Added JDBC-integration #451

zaleslaw · 2023-09-08T12:47:22Z

Enhanced SQL Database Integration via JDBC API

This PR marks a significant advancement in our project by introducing seamless integration with SQL databases through the JDBC API, addressing issues #212 and #124.

Key Features:

This enhancement empowers our framework to read data from SQL databases with remarkable flexibility, offering the following reading regimes:

Table-based Reading: Retrieve data from specific tables by name.
Database Exploration: Read all non-system tables within the database.
ResultSet Access: Directly access and read data from ResultSet objects.
Complex Query Results: Fetch results from intricate SQL queries, including joins between two or more tables.

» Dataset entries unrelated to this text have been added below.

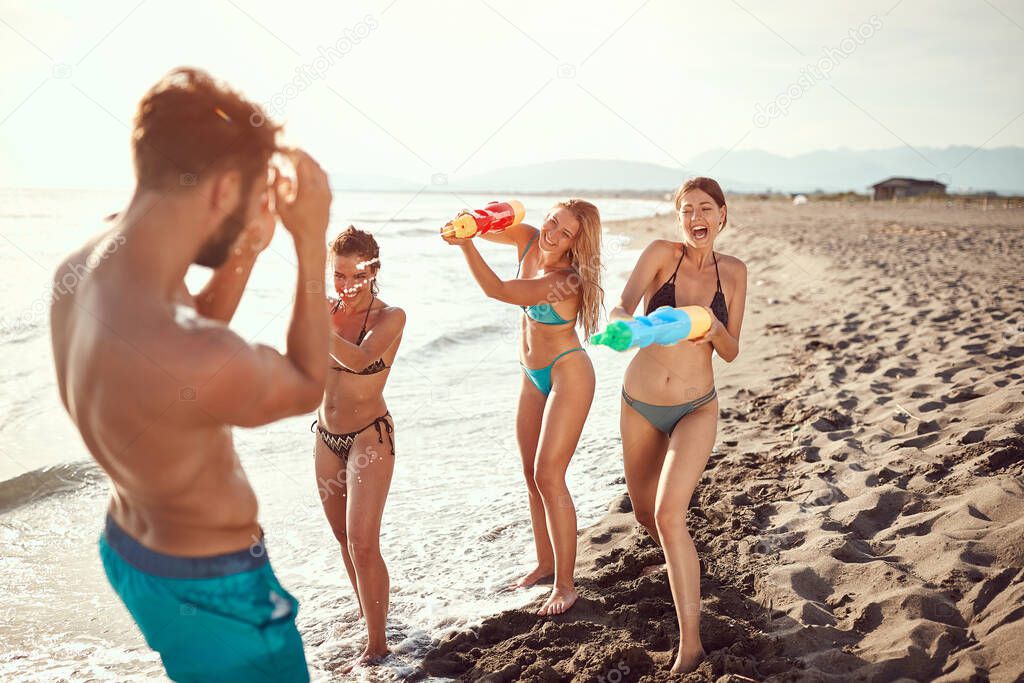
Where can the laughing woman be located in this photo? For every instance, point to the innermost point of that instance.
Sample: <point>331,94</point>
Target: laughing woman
<point>354,430</point>
<point>558,287</point>
<point>670,407</point>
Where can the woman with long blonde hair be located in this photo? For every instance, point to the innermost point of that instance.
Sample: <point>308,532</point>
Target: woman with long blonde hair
<point>558,286</point>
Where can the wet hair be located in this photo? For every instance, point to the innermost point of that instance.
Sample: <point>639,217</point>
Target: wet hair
<point>189,124</point>
<point>353,242</point>
<point>585,255</point>
<point>709,185</point>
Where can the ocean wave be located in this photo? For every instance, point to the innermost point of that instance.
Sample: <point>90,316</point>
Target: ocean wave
<point>47,481</point>
<point>452,340</point>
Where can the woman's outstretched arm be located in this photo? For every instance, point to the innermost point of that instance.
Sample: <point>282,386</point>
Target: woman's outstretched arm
<point>551,288</point>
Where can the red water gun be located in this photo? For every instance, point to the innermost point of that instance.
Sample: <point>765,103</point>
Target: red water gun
<point>495,217</point>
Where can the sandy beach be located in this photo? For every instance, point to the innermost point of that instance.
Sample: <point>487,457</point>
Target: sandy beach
<point>862,515</point>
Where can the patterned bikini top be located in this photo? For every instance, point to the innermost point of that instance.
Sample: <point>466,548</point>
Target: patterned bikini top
<point>666,296</point>
<point>377,366</point>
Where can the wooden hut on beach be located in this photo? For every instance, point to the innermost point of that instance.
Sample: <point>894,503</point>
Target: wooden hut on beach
<point>899,187</point>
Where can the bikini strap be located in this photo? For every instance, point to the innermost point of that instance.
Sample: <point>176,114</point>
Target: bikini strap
<point>678,263</point>
<point>363,332</point>
<point>387,427</point>
<point>524,252</point>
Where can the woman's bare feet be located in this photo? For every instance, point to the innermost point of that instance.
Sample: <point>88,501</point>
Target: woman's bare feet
<point>534,577</point>
<point>687,660</point>
<point>559,601</point>
<point>368,658</point>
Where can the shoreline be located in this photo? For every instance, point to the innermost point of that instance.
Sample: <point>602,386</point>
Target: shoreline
<point>852,522</point>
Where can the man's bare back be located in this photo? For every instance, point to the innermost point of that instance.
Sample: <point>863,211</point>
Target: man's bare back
<point>154,386</point>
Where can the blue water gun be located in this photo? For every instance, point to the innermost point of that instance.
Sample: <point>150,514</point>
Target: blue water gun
<point>666,327</point>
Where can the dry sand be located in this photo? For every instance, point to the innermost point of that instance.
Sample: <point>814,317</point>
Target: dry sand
<point>862,517</point>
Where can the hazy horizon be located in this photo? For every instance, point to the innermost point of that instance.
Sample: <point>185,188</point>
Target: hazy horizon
<point>460,88</point>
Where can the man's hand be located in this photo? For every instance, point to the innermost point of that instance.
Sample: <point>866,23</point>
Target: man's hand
<point>305,209</point>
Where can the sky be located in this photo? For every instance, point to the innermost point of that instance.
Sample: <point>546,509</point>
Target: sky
<point>412,89</point>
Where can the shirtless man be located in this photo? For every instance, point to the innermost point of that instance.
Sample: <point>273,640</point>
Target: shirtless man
<point>155,380</point>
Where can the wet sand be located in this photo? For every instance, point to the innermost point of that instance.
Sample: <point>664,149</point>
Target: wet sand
<point>862,516</point>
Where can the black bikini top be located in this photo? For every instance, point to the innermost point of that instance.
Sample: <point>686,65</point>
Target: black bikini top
<point>377,366</point>
<point>666,296</point>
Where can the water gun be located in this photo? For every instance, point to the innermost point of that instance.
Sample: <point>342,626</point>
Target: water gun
<point>667,326</point>
<point>496,216</point>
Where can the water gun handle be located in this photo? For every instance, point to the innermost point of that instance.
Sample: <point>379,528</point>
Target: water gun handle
<point>665,327</point>
<point>495,217</point>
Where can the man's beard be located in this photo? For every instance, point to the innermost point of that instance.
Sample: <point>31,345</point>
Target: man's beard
<point>216,250</point>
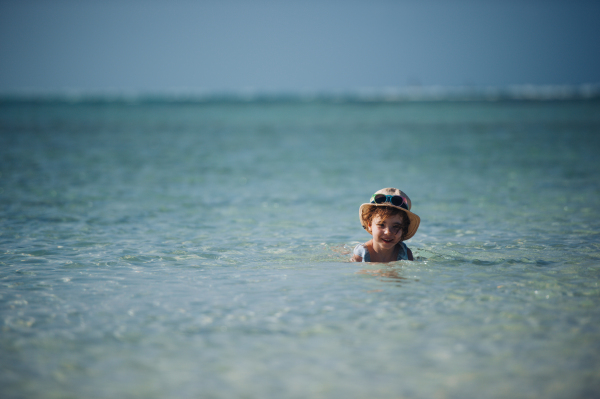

Each reading regime allows for either utilizing a provided database connection or establishing a connection internally if the database configuration details are available. Furthermore, every method within these regimes offers two variants: with and without result limits.

Schema Information:

In addition to data retrieval, this enhancement provides the capability to obtain schema information for the results. You can retrieve the schema of individual tables, ResultSet objects, SQL queries, or even acquire schemas for all non-system tables within the database.

Supported Databases:

This implementation currently supports the following databases:

MySQL
MariaDB
SQLite
PostgreSQL
H2

Please note that while PostgreSQL is supported, certain data types may not be fully accommodated yet.

To gain a comprehensive understanding of this new functionality, I strongly recommend consulting the documentation.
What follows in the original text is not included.